Typische Erklärungsmuster sind im Falle einer Resignation: „Wir können da sowieso nichts tun. Was bringt das schon? Die da oben sind doch sowieso dagegen.“ Ein naturalistischer Fehlschluss deutet die Resignation zum immanenten Prinzip der Welt um und versucht der Resignation so ihren Schrecken zu nehmen. Allerdings geschieht dies ebenfalls auf Kosten der eigenen Akteursqualität. Beispiele:
- „Kinder sterben nun einmal.“
- „Wozu mehr Infektionsschutz? Die Natur geht ihren Weg.“
- „Veränderungen im Weltklima gab es schon immer.“
Die Resignation wird positiv umgedeutet als „natürlicher Verlauf“, der keine zeitliche Dimension mehr kennt.
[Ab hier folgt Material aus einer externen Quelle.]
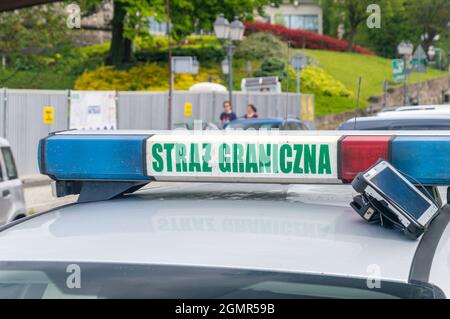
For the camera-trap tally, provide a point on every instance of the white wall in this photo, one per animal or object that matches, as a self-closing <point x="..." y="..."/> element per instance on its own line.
<point x="301" y="9"/>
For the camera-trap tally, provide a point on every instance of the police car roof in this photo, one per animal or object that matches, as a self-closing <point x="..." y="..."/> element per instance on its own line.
<point x="381" y="122"/>
<point x="3" y="142"/>
<point x="303" y="228"/>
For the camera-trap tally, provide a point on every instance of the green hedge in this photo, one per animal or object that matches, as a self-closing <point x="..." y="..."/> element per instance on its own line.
<point x="207" y="55"/>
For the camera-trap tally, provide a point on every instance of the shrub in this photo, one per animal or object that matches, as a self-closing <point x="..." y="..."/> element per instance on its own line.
<point x="145" y="77"/>
<point x="315" y="79"/>
<point x="206" y="54"/>
<point x="272" y="67"/>
<point x="262" y="45"/>
<point x="304" y="39"/>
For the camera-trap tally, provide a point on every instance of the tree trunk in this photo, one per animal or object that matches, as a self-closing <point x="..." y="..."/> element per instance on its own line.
<point x="120" y="51"/>
<point x="351" y="39"/>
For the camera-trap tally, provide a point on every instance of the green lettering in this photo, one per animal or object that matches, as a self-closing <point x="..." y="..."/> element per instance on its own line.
<point x="194" y="163"/>
<point x="324" y="160"/>
<point x="285" y="154"/>
<point x="169" y="149"/>
<point x="158" y="163"/>
<point x="180" y="158"/>
<point x="264" y="158"/>
<point x="251" y="165"/>
<point x="224" y="159"/>
<point x="310" y="159"/>
<point x="207" y="158"/>
<point x="298" y="158"/>
<point x="275" y="158"/>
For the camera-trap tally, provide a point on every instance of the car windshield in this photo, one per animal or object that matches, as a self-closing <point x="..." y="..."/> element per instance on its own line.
<point x="255" y="126"/>
<point x="90" y="280"/>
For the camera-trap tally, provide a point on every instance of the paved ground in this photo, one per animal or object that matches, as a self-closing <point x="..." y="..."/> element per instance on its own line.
<point x="39" y="198"/>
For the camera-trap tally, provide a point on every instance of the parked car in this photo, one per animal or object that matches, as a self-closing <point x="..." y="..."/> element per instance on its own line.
<point x="435" y="110"/>
<point x="12" y="201"/>
<point x="289" y="124"/>
<point x="205" y="126"/>
<point x="399" y="122"/>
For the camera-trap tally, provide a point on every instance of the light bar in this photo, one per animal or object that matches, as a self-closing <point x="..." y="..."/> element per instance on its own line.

Dabei wird jedoch dem Menschen in seiner Natur die Befähigung zum eigenen Handeln abgesprochen. Beiden Sichtweisen ist gemeinsam, dass sie Handlungsalternativen herunterspielen und sich auf andere übertragen lassen können.
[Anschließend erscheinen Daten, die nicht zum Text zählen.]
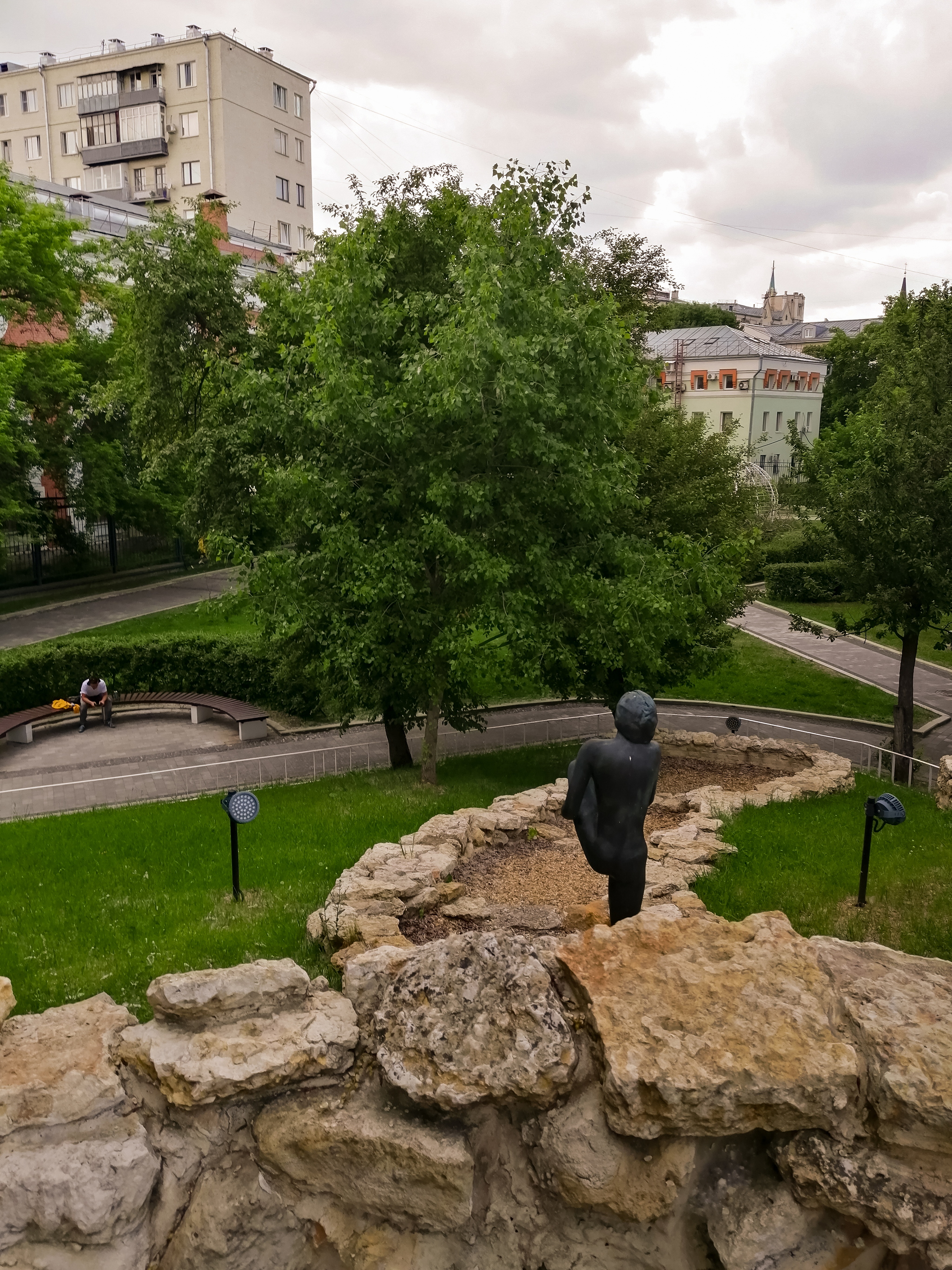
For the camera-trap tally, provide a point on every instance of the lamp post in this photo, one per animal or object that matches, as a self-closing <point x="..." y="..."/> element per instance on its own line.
<point x="242" y="807"/>
<point x="889" y="811"/>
Man stelle sich diese Einstellung für wichtige Personen von gesellschaftlicher Bedeutung vor, wie etwa Martin Luther King oder die Bewegung der Suffragetten. Gesellschaftlicher Wandel ohne Glauben in die eigenen Einflussmöglichkeiten hemmt jede Form von sozialem Wandel und wird zum Teufelskreislauf einer sich selbst begrenzenden Gesellschaft.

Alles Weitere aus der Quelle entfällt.